Cohort Expressions
A cohort expression is the formal, machine-readable definition of who belongs to a cohort and when their membership begins and ends. Parthenon uses the CIRCE-BE cohort expression format --- the same standard used by OHDSI Atlas --- which describes cohort membership as a structured combination of clinical criteria evaluated against OMOP CDM v5.4 data.
Understanding cohort expressions is foundational. Every cohort you build in Parthenon --- whether through the visual builder or by importing JSON --- resolves to a CIRCE expression that gets compiled into SQL and executed against your CDM.
Anatomy of a Cohort Expression
Every CIRCE cohort expression is composed of seven logical sections. Not all sections are required, but together they give you full control over cohort membership logic.

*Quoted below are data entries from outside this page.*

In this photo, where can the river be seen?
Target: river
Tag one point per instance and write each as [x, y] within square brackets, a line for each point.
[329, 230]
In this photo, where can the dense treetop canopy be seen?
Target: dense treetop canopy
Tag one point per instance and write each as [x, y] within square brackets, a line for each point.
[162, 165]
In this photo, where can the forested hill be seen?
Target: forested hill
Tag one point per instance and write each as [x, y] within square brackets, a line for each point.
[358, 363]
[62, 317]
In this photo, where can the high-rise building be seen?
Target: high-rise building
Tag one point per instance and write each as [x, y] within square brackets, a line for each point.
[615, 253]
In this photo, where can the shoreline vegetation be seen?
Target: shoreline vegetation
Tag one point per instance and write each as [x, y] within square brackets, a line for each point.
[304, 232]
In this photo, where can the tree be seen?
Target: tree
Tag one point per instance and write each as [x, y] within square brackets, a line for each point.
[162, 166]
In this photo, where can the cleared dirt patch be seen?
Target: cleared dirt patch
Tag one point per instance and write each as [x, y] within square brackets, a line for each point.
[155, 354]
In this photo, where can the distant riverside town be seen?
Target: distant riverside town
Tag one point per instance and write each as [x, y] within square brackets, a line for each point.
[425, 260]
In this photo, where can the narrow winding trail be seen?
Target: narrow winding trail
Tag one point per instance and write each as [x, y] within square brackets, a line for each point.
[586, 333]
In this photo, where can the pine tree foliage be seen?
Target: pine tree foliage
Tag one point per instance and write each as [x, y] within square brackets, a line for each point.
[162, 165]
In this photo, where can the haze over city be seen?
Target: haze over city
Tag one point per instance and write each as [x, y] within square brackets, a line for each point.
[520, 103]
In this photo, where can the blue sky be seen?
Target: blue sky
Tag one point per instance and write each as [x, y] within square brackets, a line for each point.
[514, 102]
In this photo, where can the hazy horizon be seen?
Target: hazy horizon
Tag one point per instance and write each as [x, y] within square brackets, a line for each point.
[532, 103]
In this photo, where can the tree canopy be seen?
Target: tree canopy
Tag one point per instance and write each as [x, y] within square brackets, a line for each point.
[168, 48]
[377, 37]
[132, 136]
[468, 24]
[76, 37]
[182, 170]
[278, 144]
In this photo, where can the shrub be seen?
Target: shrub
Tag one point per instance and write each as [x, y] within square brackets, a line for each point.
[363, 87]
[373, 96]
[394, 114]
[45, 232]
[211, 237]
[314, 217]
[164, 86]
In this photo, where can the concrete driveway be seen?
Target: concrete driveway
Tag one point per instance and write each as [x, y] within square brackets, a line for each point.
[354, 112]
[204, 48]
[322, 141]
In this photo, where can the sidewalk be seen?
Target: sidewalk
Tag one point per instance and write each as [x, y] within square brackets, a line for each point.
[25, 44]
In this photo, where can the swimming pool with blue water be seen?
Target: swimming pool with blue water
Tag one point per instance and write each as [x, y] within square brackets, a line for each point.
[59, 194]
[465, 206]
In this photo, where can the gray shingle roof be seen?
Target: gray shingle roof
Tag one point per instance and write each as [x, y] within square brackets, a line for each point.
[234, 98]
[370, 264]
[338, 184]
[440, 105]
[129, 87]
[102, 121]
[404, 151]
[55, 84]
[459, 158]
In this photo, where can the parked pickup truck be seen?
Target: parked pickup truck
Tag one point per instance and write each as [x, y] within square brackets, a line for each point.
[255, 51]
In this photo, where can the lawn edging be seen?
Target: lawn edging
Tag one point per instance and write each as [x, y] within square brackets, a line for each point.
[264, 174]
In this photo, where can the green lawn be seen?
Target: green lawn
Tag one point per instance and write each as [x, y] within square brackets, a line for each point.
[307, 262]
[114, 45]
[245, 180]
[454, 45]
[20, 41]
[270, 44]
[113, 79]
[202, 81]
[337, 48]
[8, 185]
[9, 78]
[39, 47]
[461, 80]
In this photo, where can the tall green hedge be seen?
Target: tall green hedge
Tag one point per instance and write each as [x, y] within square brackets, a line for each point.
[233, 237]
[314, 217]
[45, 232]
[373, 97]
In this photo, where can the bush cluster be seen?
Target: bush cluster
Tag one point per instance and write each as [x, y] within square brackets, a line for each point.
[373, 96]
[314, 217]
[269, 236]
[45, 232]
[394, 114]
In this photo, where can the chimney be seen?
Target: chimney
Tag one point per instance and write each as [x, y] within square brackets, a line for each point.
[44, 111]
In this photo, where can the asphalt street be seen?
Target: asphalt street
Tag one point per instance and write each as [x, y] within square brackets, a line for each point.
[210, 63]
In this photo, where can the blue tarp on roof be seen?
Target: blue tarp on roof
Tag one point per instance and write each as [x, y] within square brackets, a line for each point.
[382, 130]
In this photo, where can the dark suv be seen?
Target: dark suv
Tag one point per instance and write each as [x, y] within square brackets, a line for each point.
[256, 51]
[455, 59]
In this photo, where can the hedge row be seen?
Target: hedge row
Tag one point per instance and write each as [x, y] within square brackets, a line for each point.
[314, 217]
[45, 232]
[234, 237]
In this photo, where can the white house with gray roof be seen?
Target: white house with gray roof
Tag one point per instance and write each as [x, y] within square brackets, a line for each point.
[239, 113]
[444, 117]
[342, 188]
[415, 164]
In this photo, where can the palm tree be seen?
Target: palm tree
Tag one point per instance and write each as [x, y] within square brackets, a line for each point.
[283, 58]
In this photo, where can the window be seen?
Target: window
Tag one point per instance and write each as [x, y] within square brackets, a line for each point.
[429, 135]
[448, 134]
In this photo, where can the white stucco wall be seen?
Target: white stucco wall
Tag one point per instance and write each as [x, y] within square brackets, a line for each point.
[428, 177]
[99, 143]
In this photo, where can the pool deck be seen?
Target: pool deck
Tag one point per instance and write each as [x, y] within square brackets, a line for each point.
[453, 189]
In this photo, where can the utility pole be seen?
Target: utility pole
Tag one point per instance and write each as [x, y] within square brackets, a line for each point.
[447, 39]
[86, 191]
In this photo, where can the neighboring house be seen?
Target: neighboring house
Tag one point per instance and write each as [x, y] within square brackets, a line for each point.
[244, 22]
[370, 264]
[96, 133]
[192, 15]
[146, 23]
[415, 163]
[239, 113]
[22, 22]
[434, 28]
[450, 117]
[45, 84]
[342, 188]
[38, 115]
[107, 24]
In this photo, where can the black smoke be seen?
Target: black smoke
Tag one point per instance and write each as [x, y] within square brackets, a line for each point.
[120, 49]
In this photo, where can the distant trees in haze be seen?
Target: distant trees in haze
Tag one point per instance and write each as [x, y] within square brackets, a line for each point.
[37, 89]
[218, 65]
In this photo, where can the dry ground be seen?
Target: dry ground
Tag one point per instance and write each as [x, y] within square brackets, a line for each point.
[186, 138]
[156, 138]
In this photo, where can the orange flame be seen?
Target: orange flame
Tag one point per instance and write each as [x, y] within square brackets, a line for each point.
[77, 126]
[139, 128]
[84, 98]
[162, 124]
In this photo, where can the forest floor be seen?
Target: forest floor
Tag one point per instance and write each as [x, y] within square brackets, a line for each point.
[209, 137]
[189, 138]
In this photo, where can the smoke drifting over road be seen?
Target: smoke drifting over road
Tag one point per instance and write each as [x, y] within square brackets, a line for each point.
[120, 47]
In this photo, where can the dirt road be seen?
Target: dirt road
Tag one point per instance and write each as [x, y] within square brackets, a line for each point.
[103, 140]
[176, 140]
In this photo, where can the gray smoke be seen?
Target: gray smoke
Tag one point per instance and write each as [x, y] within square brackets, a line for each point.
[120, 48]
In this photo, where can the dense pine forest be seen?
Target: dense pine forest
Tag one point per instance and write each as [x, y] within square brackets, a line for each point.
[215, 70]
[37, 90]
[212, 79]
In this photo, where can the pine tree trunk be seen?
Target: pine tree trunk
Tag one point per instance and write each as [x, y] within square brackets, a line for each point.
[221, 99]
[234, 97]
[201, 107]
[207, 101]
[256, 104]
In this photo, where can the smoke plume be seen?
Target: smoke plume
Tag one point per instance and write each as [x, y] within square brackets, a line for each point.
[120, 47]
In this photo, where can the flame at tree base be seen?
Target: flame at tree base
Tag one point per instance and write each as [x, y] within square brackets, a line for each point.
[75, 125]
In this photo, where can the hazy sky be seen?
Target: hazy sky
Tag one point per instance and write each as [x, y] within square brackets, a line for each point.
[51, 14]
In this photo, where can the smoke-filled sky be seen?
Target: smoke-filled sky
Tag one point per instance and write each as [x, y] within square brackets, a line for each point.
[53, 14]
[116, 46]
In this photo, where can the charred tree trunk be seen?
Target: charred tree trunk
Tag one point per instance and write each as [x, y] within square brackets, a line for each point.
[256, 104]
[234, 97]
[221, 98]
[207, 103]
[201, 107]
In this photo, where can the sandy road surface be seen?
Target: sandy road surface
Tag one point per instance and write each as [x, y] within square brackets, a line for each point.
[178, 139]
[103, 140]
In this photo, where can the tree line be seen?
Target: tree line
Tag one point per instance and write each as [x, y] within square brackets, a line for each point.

1. Primary Criteria (Index Event)
The primary criteria define the anchoring clinical event --- the index event --- that qualifies a patient for cohort entry. The index event establishes T = 0 (the index date) from which all other temporal logic is measured.
Primary criteria specify:
-
Domain: Which CDM table to search. Supported domains are:
ConditionOccurrence--- diagnoses and conditionsDrugExposure--- prescriptions, dispensings, administrationsProcedureOccurrence--- surgical and diagnostic proceduresMeasurement--- lab tests and vital signsObservation--- clinical observationsVisitOccurrence--- encounters (inpatient, outpatient, ED)Death--- mortality events
-
Concept Set: Which concepts must match (e.g., all concepts in "Type 2 Diabetes" concept set)
-
Observation Window: Required continuous observation before and/or after the index date. For example, requiring 365 days of prior observation ensures sufficient lookback for baseline characterization.
Examples of index events:
| Clinical scenario | Domain | Description |
|---|---|---|
| New T2DM diagnosis | ConditionOccurrence | First condition record matching T2DM concept set |
| Metformin initiation | DrugExposure | First drug exposure for metformin concepts |
| GI hemorrhage hospitalization | VisitOccurrence | Inpatient visit with a GI bleed diagnosis |
| Elevated HbA1c | Measurement | HbA1c measurement with value >= 7.0% |
The choice of index event fundamentally shapes the study. A "first diagnosis" index event produces an incident cohort (new cases), while allowing any occurrence produces a prevalent cohort (existing cases). For causal inference studies, incident/new-user designs are strongly preferred.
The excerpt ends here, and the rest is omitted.